We have for the first time identified cells that appear to carry a signal related to the strabismus angle. These cells were identified within the supraoculomotor area in the strabismic monkeys. It is highly likely that these cells are the same as those that have been reported to encode the vergence angle in normal animals.17–19
First, the anatomical locations of these cells correspond very well to the midbrain near-response region identified before. We were also able to verify the location of the recording via histological reconstruction of electrode track penetrations. Second, the neuronal response characteristics correspond very well to the near response cells of the normal animal. Near-response cells in the normal animal show modulation related to vergence (difference in position of the two eyes) but not to conjugate eye movements. Similarly, cells in our sample show responses related to the strabismus angle (difference in position of the two eyes—) but not conjugate eye movements (). Finally, we encountered many more near-response cells than far-response cells, similar to the distribution reported earlier.
A significant finding in our study is that the response characteristics of the near-response cells in the strabismic monkey are altered from the normal animal. The threshold (vergence angle at which the neuron commences firing) for the normal animals is close to 0.0°, while the threshold for the strabismic monkeys was approximately −40° and −27° (40° and 27° of exotropia or divergence) respectively. We suggest that the fact that SOA cells show significant levels of activity even in the divergent state is evidence that these cells are indeed involved in maintaining the state of strabismus. The reduced thresholds can perhaps be explained from within a recently developed framework for binocular control.20,21
Thus, King and colleagues proposed that the neural integrators encoded monocular eye position and that they provided inputs to the SOA such that SOA activity encoded the difference in position of each eye. In the normal monkey, during a conjugate eye movement, SOA activity would simply provide a DC signal to the medial rectus motoneurons that may be referred to as the “vergence tone.” During a vergence movement (again in the normal monkey), the SOA cells provide a required positional command to the medial rectus motoneurons that eventually helps to adduct each eye. Our data are compatible with the idea that the SOA cells do not encode a “vergence” command per se
; rather, they encode the difference between the positions of the two eyes (strabismus angle). If they were simply encoding vergence, we might not have expected to observe the reduced thresholds and we might have predicted that these cells would be silent in the exotropic state. We, of course, cannot comment on whether the difference signal is arriving from monocular neural integrators, but it stands to reason that there is some representation of each eye’s position upstream of the SOA. Note that we cannot rule out the classical Hering model for binocular control, wherein the SOA supplies a vergence command to medial rectus motoneurons. If the thresholds of the SOA cells were adaptively altered (a vergence offset) in the strabismic animals toward the divergent (exotropic) direction, then any modulation of SOA cell activity could be the source of the vergence command that leads to observed change in eye misalignment. There is in fact some evidence that SOA cells can adapt to different levels of tonic vergence. Morley and colleagues showed that relationship between SOA cell activity and vergence was altered in approximately 70% of cells following phoria adaptation.22
Perhaps a similar adaptive mechanism can cause reduced thresholds in the strabismic monkeys.

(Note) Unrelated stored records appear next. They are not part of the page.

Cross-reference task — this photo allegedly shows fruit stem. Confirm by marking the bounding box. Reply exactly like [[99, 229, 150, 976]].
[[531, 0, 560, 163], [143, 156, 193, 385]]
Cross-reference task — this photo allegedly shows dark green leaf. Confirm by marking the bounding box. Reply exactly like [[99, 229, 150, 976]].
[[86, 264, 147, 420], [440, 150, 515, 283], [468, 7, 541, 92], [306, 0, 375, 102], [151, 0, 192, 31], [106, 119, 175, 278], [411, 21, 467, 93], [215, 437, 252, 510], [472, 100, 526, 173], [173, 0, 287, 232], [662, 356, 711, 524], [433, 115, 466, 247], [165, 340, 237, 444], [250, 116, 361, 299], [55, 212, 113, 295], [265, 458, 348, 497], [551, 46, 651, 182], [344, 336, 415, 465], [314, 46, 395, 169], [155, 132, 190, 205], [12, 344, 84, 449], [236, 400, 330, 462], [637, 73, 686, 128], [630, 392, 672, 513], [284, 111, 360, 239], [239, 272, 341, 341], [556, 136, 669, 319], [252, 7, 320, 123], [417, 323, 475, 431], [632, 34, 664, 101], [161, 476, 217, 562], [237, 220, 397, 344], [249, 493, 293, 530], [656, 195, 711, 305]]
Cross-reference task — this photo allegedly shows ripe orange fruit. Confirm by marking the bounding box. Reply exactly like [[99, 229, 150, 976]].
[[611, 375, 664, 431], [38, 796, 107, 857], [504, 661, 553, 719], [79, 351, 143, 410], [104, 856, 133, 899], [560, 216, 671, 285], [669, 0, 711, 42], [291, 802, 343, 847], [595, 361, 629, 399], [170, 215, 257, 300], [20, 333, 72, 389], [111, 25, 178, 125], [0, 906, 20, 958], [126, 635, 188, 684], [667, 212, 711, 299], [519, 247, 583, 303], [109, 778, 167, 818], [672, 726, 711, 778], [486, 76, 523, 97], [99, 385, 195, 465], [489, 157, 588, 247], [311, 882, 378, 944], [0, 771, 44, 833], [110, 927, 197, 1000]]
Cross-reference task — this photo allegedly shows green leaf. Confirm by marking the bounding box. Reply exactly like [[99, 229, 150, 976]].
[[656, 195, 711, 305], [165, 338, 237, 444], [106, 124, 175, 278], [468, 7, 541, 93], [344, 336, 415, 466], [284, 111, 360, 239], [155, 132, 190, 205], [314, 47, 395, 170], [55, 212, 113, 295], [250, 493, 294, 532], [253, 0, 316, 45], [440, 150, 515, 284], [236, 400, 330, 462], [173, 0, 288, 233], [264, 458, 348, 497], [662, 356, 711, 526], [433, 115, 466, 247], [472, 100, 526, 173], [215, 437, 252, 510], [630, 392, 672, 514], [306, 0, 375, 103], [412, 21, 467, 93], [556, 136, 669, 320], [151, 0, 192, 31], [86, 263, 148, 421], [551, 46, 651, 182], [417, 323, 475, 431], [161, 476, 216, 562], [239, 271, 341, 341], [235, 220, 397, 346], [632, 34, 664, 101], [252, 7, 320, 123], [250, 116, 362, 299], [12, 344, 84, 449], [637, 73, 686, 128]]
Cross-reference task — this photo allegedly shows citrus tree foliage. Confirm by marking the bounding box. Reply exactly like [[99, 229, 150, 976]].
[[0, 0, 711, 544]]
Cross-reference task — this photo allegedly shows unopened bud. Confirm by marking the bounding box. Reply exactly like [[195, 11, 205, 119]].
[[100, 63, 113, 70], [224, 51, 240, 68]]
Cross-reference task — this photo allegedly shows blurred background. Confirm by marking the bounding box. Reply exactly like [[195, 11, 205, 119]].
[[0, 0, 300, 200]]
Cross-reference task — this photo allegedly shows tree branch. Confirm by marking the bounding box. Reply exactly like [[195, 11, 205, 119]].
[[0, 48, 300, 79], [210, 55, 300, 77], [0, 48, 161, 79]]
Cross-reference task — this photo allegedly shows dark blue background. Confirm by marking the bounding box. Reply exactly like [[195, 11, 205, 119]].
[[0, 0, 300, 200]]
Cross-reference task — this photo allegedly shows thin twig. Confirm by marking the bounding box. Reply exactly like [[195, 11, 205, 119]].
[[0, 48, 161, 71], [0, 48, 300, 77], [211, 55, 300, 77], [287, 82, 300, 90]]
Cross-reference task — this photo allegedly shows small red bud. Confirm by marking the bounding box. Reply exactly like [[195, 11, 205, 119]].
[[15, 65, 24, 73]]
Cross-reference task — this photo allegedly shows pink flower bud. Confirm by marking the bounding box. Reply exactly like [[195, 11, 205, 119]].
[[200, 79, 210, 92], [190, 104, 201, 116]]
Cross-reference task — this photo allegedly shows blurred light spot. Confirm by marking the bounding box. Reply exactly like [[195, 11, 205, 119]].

The second difference between the normal and strabismic animals’ SOA activity was the reduced sensitivities (). We suggest that the reduced sensitivity for vergence could manifest as a reduced vergence tone in extraocular muscle and therefore result in the monkeys maintaining an exotropic state. In support of our hypothesis, the strabismic animal with the lower sensitivity had a larger exotropia and a more reduced threshold. Note that we are not claiming that the SOA activity is the reason that the animals developed an exotropia in the first place. Rather, we suggest that the SOA cells are the substrate that helps maintain the divergent state.
Several studies have shown that many of the SOA cells encode not only the vergence angle but also ocular accommodation.23,24
Unfortunately, we did not have the technical capability to monitor or control levels of accommodation in our animals. Potentially some of the misalignment sensitivity measures developed here for the SOA cells could be contaminated by sensitivity to accommodation. However, it is highly unlikely that the observed differences in threshold and sensitivity of the SOA population of the strabismic monkeys compared to the normal animals is driven by changes in the accommodative component alone.